Microsoft identifies two Zeus botnet crime ring suspects
Microsoft released the identities of two alleged members of the Zeus botnet crime ring, which used an estimated 13 million computers infected with the malware to steal more than US$100 million.
The botnet operators used the software to show fake or modified websites when victims tried to use real banking sites, log their keystrokes to capture victims' identity information and then use that information to steal money from victims' accounts.
The software giant announced today that it had amended a complaint last week to add Yevhen Kulibaba and Yuriy Konovalenko as defendants. The pair is already serving time in the UK for other Zeus-related convictions, Microsoft said.

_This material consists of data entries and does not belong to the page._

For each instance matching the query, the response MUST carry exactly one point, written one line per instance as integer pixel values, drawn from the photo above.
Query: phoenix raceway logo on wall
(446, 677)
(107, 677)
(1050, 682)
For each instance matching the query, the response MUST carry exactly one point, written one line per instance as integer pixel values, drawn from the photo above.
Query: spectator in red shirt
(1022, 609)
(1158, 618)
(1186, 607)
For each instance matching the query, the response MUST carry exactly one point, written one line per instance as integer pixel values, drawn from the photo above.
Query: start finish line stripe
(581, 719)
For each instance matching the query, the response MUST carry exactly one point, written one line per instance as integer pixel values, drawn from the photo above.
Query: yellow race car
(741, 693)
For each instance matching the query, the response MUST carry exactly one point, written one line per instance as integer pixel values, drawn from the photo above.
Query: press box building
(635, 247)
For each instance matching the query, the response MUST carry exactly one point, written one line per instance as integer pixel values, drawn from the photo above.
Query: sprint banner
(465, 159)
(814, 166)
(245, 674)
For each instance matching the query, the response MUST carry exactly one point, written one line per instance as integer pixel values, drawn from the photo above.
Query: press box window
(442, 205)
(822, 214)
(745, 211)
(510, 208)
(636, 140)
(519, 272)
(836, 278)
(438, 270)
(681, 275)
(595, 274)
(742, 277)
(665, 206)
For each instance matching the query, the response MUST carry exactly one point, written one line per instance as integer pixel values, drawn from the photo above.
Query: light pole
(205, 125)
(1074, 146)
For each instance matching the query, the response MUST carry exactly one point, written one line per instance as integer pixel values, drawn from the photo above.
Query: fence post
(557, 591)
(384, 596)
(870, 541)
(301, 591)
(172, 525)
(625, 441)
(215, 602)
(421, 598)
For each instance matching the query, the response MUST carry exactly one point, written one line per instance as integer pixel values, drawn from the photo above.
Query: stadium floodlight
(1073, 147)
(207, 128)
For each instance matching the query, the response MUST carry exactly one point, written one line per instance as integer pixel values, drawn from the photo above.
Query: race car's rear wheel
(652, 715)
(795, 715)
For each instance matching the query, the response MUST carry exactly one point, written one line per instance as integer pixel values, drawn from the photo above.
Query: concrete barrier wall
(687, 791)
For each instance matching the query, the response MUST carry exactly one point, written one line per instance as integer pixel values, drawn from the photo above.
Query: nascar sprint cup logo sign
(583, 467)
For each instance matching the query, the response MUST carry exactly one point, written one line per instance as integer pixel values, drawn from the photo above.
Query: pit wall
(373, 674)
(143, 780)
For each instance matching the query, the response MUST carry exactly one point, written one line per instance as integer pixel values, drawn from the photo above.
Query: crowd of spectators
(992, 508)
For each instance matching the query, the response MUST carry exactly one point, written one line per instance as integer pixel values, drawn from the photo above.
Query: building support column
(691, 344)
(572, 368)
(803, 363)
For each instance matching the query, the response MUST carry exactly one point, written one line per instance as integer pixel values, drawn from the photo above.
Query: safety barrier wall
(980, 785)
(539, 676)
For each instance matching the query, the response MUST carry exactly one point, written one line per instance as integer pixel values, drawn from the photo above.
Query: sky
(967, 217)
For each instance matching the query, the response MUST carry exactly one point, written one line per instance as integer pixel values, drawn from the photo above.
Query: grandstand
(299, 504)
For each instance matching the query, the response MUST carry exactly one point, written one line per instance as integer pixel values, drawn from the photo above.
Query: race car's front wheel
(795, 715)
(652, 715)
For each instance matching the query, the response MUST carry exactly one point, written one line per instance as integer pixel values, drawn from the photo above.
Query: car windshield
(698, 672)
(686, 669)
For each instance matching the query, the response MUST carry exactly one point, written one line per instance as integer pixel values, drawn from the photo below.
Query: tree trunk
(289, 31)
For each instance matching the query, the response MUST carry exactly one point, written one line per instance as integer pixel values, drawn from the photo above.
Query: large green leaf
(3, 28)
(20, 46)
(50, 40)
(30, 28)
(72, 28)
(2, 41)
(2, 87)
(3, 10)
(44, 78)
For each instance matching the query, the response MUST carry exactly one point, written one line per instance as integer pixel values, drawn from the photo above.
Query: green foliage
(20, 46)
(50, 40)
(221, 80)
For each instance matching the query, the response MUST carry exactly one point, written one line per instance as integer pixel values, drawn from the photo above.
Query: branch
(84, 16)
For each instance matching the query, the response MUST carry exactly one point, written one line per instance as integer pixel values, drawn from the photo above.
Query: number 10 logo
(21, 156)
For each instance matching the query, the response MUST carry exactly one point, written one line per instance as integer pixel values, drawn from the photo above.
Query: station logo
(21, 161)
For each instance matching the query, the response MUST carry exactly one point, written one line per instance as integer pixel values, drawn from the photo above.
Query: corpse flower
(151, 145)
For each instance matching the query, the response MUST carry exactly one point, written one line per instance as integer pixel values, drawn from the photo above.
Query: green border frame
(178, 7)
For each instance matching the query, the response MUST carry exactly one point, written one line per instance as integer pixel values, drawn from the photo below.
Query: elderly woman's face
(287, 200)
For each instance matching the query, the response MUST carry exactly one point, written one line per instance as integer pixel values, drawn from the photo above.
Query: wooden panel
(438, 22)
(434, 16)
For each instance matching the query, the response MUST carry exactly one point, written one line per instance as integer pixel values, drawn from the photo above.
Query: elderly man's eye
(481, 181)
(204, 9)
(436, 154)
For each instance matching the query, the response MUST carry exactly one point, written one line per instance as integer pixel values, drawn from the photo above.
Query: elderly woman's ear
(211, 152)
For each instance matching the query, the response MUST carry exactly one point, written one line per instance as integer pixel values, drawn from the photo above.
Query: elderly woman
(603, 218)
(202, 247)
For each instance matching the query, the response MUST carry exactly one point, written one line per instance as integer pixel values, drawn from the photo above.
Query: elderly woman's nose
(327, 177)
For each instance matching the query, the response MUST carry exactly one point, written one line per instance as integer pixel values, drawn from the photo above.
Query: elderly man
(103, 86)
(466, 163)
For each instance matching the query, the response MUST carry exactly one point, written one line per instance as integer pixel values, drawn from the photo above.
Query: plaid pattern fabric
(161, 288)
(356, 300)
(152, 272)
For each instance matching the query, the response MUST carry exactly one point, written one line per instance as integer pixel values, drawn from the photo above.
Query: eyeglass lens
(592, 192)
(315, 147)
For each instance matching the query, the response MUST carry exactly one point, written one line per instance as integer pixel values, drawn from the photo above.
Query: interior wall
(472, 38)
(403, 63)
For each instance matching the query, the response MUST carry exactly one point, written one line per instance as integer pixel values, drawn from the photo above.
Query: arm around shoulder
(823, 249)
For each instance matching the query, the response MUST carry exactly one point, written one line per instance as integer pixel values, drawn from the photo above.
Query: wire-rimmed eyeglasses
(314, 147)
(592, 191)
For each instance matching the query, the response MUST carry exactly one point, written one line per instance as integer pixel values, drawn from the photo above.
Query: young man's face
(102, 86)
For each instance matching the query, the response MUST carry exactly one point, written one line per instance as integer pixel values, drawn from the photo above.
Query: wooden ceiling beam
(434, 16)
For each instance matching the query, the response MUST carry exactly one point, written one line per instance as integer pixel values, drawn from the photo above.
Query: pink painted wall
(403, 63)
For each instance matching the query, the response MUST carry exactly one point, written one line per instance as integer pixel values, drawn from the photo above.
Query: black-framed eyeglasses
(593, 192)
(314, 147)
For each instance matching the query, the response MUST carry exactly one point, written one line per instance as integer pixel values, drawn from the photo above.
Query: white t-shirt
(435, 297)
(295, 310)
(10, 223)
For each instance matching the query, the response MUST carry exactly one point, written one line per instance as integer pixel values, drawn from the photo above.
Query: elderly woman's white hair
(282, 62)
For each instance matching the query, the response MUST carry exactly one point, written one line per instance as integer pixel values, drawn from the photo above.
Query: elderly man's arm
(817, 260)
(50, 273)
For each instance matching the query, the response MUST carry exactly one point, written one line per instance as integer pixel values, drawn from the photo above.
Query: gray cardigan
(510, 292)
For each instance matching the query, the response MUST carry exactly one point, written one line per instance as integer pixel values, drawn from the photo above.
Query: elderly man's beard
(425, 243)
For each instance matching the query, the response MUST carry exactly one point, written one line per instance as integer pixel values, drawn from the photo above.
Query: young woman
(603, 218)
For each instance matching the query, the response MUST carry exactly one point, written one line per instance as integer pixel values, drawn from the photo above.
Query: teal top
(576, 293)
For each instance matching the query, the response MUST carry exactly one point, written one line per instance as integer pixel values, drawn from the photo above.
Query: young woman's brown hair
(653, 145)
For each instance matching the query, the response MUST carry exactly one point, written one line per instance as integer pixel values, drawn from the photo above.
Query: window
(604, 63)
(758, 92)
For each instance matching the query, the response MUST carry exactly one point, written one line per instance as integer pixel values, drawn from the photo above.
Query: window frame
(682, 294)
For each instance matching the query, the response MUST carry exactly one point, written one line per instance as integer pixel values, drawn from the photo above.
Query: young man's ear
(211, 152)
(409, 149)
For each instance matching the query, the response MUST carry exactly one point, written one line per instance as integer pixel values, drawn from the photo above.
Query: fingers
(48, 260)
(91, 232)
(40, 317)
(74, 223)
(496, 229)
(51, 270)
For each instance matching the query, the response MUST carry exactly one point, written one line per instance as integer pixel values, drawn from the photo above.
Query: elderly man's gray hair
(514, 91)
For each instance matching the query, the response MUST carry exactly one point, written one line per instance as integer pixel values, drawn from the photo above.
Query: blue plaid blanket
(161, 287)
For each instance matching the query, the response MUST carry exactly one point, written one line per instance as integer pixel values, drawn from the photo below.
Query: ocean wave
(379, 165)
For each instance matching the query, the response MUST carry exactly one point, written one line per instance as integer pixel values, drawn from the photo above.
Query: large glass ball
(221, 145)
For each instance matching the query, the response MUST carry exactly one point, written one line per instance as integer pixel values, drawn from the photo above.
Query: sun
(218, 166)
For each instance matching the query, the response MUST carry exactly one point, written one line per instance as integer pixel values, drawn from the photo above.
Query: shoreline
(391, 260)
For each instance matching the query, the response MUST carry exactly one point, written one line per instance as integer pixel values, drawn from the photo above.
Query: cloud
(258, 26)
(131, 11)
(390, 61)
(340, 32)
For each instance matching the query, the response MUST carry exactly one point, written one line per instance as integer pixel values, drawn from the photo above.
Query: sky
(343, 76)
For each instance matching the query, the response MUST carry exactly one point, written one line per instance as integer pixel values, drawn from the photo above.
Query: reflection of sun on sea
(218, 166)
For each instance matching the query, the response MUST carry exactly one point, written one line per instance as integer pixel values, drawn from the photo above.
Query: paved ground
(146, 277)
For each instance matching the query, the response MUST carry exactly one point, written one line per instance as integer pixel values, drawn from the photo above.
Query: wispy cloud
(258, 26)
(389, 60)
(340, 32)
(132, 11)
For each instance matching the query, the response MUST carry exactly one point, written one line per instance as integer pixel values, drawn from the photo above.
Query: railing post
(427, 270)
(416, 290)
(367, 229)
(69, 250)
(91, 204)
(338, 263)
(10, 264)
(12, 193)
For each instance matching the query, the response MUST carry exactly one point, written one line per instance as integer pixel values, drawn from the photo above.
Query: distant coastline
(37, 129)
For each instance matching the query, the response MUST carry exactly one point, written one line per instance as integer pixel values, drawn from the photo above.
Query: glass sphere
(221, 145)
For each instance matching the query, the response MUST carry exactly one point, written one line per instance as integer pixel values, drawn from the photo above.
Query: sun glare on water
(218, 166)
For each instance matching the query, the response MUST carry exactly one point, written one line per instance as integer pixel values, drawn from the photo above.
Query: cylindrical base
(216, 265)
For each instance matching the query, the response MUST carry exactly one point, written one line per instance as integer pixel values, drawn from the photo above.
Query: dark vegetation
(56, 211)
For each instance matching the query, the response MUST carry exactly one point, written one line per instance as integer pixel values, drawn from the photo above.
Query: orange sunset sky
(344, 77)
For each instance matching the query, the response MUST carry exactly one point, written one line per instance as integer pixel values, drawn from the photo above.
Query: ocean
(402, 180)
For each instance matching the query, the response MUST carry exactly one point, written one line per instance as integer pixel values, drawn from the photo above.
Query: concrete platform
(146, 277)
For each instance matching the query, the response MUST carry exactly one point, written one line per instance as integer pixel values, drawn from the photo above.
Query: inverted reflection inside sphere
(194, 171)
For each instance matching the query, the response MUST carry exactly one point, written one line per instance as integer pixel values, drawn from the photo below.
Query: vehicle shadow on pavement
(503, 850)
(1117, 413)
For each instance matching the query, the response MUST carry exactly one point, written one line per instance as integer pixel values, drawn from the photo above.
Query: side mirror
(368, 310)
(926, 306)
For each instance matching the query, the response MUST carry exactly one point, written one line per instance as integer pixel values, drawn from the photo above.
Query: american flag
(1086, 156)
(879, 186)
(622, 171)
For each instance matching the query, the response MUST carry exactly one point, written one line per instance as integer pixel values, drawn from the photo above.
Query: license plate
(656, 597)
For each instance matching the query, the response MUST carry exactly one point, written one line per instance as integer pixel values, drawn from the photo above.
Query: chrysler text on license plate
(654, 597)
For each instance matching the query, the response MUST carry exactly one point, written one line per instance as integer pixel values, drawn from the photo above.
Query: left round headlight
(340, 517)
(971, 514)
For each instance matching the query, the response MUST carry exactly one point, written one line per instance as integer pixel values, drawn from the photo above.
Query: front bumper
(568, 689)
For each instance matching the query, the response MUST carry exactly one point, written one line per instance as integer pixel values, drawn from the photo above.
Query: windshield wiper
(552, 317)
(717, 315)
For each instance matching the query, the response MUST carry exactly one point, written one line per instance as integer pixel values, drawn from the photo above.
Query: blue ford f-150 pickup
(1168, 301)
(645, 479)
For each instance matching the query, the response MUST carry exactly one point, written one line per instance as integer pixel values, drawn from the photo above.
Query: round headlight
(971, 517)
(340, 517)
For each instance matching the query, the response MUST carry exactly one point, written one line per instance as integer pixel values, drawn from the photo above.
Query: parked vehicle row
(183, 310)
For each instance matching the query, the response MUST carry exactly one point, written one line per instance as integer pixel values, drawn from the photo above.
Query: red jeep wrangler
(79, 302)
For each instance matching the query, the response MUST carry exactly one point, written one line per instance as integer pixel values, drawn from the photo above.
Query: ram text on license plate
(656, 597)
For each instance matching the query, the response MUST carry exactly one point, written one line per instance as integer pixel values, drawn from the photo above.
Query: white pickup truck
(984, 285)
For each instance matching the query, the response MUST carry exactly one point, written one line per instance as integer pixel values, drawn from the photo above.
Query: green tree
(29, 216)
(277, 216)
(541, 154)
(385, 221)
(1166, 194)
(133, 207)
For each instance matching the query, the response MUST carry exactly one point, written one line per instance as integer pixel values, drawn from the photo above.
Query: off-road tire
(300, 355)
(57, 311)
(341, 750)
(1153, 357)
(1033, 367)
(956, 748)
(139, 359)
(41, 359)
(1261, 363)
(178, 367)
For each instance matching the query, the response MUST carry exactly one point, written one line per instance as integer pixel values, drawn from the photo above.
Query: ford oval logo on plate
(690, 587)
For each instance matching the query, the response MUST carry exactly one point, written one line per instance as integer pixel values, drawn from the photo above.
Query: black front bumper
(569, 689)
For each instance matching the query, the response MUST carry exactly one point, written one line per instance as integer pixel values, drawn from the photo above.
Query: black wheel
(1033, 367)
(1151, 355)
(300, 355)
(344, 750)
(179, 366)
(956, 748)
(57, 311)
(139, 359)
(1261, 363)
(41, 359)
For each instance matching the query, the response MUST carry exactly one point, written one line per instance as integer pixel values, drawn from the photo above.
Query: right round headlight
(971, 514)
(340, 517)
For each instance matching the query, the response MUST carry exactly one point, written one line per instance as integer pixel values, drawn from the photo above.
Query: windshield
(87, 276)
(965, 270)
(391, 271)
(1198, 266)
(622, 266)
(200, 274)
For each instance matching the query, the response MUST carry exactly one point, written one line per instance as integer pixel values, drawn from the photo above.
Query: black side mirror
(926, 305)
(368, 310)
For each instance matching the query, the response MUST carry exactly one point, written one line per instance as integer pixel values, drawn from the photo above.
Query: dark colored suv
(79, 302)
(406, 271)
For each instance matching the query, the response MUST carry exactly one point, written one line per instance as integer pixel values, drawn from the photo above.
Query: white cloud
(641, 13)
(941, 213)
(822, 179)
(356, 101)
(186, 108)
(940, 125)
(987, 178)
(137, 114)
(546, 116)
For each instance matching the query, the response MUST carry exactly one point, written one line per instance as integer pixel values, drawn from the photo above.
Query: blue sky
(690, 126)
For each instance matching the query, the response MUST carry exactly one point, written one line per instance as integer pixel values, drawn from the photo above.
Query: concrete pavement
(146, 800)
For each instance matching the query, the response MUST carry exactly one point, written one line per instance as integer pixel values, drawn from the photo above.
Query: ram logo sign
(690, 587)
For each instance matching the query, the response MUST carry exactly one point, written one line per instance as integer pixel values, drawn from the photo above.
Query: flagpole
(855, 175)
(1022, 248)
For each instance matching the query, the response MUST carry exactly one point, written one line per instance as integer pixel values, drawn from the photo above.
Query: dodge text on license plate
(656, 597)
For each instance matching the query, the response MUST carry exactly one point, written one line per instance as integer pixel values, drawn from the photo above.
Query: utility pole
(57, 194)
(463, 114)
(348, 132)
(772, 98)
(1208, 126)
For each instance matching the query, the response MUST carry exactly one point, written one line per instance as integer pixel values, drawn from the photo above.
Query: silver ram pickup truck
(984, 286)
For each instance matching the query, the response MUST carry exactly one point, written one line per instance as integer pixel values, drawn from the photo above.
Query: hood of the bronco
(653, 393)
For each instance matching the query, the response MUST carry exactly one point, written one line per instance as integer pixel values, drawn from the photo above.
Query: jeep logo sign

"Our best efforts to identify the remaining John Doe defendants turned up no response," Richard Domingues Boscovich, senior lawyer with Microsoft's digital crimes unit, said in a company blog post. "We will continue our efforts to serve defendants Kulibaba and Konovalenko, and the John Doe defendants, with this amended complaint."
Boscovich also noted that since simultaneous raids in March, Zeus botnet infections have declined by about 50 per cent. Microsoft and financial services organisations, with an escort of US marshals, seized command-and-control servers during raids in Scranton, Pennsylvania and Lombard, Illinois.
"These successful results represent a significant advancement for the people that Microsoft, the financial industry and law enforcement are all focused on protecting as customers and citizens," Boscovich said.
Over the past three years, Microsoft used court orders to seize command-and-control servers, which run networks of infected machines called botnets, to cripple the operations of the Waledac, Rustock and Kelihos botets.
The takedown of the Rustock botnet cut the volume of spam across the world by one third, Symantec reported in March 2011. At its peak, the notorious botnet was responsible for sending out 44 billion spam messages per day, or more than 47 per cent of the world's total output, making it the leading purveyor of spam.